Executive Director, Heart of the City Neighborhoods, Inc.
To fully executive the mission of stabilizing homeownership through repairing occupied housing, as well as ensuring tenants have increased access to safe, affordable housing opportunities.
Working in the non-profit sector is not for the faint of heart. You often work tirelessly to combat the ills of society and you rarely get a thank you. However, nothing beats the feeling you get when you help a family get the keys to either their first home or high-quality apartment that they can afford. The long-term effects for that family and the greater community are priceless and the reason why I love what I get to do every day.
As a native Brooklynite I enjoy the hustle, so after undergraduate I went straight in the graduate program (Masters in Urban Planning) at UB’s School of Architecture and Planning – one the best decisions of my life. From there the path of affordable housing and community development seemed to follow me as my first job was the Director of housing in the University Heights community. In that position although I had director in the title, I held many positions because that is the nature of non-profit work – you wear many hats. I was communication person, I did outreach, community advocacy, program services and if the occasion called for it, community organizing. There was never a job/tasks that I wouldn’t do.
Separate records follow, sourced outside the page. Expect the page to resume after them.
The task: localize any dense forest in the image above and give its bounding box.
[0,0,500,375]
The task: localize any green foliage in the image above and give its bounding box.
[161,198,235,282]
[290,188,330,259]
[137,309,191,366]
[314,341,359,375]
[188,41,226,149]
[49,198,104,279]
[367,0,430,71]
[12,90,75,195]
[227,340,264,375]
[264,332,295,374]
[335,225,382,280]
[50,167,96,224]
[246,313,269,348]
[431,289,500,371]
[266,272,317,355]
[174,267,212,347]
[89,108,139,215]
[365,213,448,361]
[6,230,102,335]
While working in University Heights I earned my license for residential real estate. I worked closely with the City Courts on the receivership programs while working with the City of Buffalo on their acquisition rehab resale program for first time home buyers. I traveled throughout the country to be trained and to later train others on financial literacy. Then eventually I transitioned to the Program Director at Heart of the City and then was promoted to Executive Director in 2007. I have been here ever since.
I had attended John Jay High School back home which was a specialized high school focused on law. Most go from there and pursue a career in law or law enforcement. I was determined to go from John Jay to the Legal Studies program then straight into law school. Although I made a different choice by going into Urban Planning, I still use the skills learned from the Social Sciences Interdisciplinary Program, specifically all the statistics, demographics, logic/game theory (not sure if they still require those classes anymore).
As mentioned above, all the statistics classes, qualitative and quantitative methods, need to be your foundation for everything. I took a Creative Writing Law class once, I think the Professor was Dr. Carr. He once said that if you can’t get your point across on a 3x5 index card then it’s simply not worth saying (I paraphrased as this was almost 20 years ago). While that would have been helpful for those going into litigation (which is what I had hoped to do), I use it with grant/proposal writing and have been extremely successful.
I think every student needs the fundamentals and this program is perfect for that. It was in my senior year when I took a class that was an elective through this program that inspired me to go into urban planning. It was actually taught by an adjunct who also was a Niagara County legislator at the time. I remember more of those classes taught by professionals outside of the university than anything else. Also be prepared to have to explain taking this path to your parents and grandparents of a certain generation. As an Afro-Caribbean person, success often looks like going in the medical, law or engineering fields and I didn’t do that. I get to do meaningful work that supports people living a better life and I had to be okay with that and once my family saw how happy I was, they changed.
Look into everything. Many times you will be encouraged to be a specialist but start general and let what sparks your passion dictate where you go from there. Don’t wait until junior or senior year for internships, start right away and consider it like dating until you find the best fit.
I am an introvert. It is a random fact because anyone who meets me never believes it.